Aprill Lane, a 39-year-old mom who lives outside of Boston with five kids under the age of 7, has gone through her fair share of infertility struggles. After Aprill and her husband Brian were diagnosed with "unexplained infertility" before having kids — a condition that is just as mysterious as it sounds — she became more determined than ever to start a family. She adopted their oldest son before surprisingly getting pregnant with another boy 13 months later. Aprill then underwent 10 rounds of IVF to have her twin girls, and welcomed a fifth child less than a year afterwards.

Although the mom was relieved she that she was able to become a mom, just thinking about what she went through was exhausting. In the hopes to make that journey a little less complicated for someone else, she elected to donate her uterus after hearing through one of the infertility support groups she runs that Baylor University Medical Centre in Dallas, TX, was doing clinical trials for uterus transplants.

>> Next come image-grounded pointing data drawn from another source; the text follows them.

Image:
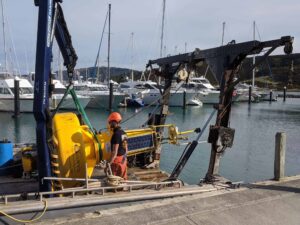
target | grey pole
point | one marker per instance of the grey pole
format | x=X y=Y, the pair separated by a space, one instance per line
x=250 y=94
x=16 y=99
x=280 y=149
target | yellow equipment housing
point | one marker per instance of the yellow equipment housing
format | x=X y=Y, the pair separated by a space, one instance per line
x=76 y=152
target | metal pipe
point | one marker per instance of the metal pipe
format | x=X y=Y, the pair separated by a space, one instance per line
x=69 y=179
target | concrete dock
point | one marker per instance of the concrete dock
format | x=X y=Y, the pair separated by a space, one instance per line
x=269 y=202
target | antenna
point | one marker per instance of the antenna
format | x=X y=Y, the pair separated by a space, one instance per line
x=254 y=69
x=4 y=41
x=108 y=49
x=132 y=56
x=223 y=32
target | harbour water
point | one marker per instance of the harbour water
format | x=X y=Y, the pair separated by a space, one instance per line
x=250 y=159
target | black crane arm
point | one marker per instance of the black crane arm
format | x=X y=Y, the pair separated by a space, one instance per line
x=223 y=62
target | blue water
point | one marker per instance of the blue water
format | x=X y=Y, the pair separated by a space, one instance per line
x=250 y=159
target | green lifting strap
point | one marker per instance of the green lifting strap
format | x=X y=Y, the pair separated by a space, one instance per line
x=80 y=109
x=86 y=119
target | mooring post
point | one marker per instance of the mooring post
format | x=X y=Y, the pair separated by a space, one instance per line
x=279 y=162
x=284 y=93
x=184 y=99
x=17 y=98
x=111 y=93
x=250 y=94
x=271 y=96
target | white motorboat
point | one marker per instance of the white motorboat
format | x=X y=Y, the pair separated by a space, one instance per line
x=7 y=95
x=99 y=94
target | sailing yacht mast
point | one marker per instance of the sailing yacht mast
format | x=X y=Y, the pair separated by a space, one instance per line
x=162 y=33
x=108 y=49
x=253 y=71
x=132 y=78
x=162 y=28
x=223 y=32
x=4 y=39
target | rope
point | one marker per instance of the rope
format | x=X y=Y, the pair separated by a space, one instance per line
x=70 y=90
x=86 y=120
x=27 y=221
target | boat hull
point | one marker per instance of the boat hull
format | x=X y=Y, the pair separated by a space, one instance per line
x=8 y=105
x=176 y=99
x=102 y=101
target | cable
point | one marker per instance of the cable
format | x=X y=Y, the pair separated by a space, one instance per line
x=7 y=167
x=27 y=221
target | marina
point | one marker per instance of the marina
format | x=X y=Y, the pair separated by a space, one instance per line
x=203 y=136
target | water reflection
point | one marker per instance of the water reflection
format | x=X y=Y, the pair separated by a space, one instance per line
x=250 y=159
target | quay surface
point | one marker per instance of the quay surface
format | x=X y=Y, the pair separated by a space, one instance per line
x=269 y=202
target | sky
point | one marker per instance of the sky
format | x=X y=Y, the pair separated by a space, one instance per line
x=189 y=24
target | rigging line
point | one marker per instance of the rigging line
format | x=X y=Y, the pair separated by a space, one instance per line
x=267 y=61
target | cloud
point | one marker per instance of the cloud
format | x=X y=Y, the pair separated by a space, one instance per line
x=197 y=23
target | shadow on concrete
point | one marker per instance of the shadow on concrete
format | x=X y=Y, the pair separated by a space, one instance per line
x=275 y=188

"Infertility really, aside from the physical effects of it, emotionally and socially affects you in a huge way," Aprill told ABC. "If I could help one other person be relieved of some of that, I would."

And the decision was actually easy to make for the couple. "My husband and I both felt like our family-building had been resolved, but we weren't necessarily resolved with building a family for someone else," she explained. "We knew pretty quickly after I got the call that I was selected [for the trial at Baylor] that I was going to do it."

The mom of five was the fifteenth woman to donate her uterus through Baylor; the surgery lasted nine hours, and soon enough, it was confirmed that her uterus was a match for an anonymous recipient. "Her story is incredible in itself because she was one of these women [who], when she couldn't have children, she chose options women had before uterus transplants," said Aprill's doctor Dr. Liza Johannesson. "She knows the struggle very close up, what these women go through. A lot [of the women] are meeting afterwards and they form incredible bonds."

After spending five days in the hospital, Aprill was free to go back home to Boston, happy that she changed someone's life. "If I could help just one family, that's healing for me," Aprill added. "[The surgery] is short-lived and my recipient has [had] her whole life thinking she can't carry children, so for eight weeks of feeling [bad], it's worth it."